Первым воспротивился подобным речам глава царской канцелярии Набонид. Последнее дело, заявил он, в преддверии испытаний, которые ждут Вавилон, путать имена защитников и покровителей, искать ссор внутри страны. Следом царя вновь посетили верховные жрецы всех главных храмов Вавилонии и в приемлемой, но ультимативной форме потребовали от Амеля-Мардука обязательства не посягать на древних отеческих богов. В тот же вечер Амель с горя напился сирийского вина и, поделившись со слепым пророком обидами, отбыл на охоту. И на этот раз по его повелению изображение бога Набу было оставлено в городе.
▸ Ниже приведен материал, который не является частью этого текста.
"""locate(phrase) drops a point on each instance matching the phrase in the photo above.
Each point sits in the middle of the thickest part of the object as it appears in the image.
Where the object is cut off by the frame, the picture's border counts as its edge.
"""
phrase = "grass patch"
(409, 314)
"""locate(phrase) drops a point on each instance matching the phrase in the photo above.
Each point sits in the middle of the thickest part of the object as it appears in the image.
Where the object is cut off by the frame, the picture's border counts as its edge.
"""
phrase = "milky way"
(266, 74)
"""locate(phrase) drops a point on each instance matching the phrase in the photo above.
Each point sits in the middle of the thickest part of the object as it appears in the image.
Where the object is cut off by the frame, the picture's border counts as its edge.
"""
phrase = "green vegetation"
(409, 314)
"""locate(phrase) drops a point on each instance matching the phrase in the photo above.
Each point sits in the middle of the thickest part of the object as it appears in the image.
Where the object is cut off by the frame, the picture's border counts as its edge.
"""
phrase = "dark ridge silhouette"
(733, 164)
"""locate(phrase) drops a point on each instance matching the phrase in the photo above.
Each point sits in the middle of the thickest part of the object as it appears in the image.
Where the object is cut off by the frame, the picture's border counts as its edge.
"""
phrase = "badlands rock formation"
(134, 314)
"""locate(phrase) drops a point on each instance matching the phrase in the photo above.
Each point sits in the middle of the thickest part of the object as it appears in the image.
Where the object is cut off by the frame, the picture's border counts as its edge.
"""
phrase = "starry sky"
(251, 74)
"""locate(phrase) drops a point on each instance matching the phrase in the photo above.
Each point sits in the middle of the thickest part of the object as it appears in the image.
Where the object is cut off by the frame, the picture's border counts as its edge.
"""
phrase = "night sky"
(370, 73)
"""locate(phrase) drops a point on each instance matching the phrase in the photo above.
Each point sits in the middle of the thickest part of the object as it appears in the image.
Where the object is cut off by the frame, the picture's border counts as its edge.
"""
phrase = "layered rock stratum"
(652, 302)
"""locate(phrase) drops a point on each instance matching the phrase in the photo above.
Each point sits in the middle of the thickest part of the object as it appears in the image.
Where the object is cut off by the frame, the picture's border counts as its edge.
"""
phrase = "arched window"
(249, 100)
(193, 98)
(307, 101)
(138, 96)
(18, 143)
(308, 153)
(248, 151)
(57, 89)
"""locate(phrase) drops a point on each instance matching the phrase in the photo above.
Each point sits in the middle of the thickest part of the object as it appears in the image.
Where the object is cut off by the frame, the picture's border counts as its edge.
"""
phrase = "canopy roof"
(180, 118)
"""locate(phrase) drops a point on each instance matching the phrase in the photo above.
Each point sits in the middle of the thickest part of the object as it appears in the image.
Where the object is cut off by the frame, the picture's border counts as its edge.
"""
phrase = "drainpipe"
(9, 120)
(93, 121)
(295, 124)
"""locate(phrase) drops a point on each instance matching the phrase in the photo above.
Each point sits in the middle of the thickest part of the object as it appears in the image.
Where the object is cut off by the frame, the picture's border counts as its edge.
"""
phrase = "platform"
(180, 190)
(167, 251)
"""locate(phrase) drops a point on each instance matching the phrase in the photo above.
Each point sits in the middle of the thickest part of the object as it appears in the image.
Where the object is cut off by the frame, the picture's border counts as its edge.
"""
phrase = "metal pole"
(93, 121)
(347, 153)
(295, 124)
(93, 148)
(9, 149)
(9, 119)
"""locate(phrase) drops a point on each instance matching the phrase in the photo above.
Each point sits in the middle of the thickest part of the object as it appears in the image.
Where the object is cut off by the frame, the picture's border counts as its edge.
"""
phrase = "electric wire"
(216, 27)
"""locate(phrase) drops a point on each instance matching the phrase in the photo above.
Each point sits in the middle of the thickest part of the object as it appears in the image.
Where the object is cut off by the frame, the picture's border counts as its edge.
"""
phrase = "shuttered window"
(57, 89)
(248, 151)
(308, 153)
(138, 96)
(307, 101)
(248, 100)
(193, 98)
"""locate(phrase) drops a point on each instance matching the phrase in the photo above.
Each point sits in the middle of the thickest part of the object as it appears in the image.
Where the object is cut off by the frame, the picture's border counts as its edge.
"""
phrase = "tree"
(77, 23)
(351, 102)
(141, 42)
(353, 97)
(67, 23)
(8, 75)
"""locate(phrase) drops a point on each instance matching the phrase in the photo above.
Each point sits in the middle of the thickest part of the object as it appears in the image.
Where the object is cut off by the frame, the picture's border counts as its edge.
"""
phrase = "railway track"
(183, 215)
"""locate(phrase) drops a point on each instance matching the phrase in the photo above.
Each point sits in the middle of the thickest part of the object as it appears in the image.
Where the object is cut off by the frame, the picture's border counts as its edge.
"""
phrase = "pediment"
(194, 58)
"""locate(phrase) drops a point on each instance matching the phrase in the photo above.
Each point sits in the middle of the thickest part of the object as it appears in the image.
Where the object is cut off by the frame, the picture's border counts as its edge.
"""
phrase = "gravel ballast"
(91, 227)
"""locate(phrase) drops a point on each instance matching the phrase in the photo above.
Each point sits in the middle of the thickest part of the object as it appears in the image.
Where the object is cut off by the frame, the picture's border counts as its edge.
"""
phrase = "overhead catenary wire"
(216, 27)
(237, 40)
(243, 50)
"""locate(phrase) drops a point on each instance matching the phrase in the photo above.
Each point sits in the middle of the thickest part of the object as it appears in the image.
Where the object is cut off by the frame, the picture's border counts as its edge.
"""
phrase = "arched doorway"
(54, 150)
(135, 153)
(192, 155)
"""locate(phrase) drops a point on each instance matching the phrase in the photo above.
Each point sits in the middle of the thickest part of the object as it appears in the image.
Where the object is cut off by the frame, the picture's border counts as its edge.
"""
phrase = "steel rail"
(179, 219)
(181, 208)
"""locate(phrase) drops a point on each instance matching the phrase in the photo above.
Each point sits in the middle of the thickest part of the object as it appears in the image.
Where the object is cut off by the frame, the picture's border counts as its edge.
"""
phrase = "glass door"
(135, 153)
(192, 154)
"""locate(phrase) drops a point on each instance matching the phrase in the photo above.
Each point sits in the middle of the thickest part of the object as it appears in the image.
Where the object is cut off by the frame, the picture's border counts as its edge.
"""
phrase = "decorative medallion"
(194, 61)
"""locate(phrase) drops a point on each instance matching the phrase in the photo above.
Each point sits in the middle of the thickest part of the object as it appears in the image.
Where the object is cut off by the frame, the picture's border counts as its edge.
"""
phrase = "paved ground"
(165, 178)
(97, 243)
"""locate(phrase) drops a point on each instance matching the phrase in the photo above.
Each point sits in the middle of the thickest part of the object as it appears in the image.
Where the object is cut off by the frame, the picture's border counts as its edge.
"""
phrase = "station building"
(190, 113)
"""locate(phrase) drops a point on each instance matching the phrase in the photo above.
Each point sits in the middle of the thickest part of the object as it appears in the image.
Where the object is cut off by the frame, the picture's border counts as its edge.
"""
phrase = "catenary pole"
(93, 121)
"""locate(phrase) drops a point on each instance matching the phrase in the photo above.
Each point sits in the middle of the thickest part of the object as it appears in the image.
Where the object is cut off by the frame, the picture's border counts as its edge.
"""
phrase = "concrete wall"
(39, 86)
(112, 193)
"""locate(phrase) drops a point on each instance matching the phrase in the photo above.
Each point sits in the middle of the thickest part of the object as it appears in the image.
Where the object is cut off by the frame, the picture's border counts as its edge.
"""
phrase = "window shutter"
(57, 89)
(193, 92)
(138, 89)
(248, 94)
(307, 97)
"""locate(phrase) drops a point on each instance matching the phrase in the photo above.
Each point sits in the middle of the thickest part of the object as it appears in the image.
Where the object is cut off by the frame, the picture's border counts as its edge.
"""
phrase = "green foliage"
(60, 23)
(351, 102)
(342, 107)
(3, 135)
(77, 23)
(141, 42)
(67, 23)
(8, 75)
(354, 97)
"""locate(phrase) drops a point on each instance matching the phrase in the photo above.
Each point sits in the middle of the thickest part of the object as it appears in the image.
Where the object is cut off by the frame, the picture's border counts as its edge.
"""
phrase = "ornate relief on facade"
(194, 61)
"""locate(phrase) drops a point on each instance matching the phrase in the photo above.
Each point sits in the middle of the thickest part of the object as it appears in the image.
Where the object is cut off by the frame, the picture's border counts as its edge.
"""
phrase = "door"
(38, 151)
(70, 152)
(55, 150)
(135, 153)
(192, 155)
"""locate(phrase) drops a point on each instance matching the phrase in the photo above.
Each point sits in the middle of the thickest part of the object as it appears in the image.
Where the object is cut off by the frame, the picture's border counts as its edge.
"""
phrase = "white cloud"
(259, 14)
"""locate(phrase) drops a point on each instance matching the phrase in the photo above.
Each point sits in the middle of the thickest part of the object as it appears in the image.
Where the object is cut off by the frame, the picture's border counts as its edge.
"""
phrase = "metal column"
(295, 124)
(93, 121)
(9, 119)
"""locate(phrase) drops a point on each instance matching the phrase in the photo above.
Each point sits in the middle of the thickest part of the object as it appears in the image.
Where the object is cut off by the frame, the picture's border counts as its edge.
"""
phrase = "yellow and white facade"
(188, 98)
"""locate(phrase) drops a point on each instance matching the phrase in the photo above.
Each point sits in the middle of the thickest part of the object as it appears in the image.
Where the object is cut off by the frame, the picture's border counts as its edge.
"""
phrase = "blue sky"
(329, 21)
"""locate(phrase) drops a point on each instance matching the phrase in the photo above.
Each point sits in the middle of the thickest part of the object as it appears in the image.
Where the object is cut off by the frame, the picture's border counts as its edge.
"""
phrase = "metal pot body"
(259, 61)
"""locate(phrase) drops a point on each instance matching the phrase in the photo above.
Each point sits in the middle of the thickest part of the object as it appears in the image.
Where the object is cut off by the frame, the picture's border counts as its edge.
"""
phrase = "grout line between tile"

На следующий день слепой Седекия пригласил к себе близкого советника царя, своего соотечественника Даниила. Этот человек обладал мудростью и слыл за великого разгадывателя снов. На этом поприще он отличился ещё в бытность Навуходоносора, который в последние годы приблизил к себе юношу-иври.
С момента появления в царском дворце новоявленного пророка Даниил пребывал в постоянной тревоге. Услышав о приглашении, он едва справился с испугом; жуткий страх, перемешанный с предощущением беды, напал на него, однако отказать человеку, вознесенному царем на такую высоту, царедворец не посмел.
Опасаясь подслушивания, они поднялись на крышу цитадели, разговаривали на родном языке, тем не менее, не забывали время от времени переходить на арамейский и отпускать хвалы новому правителю.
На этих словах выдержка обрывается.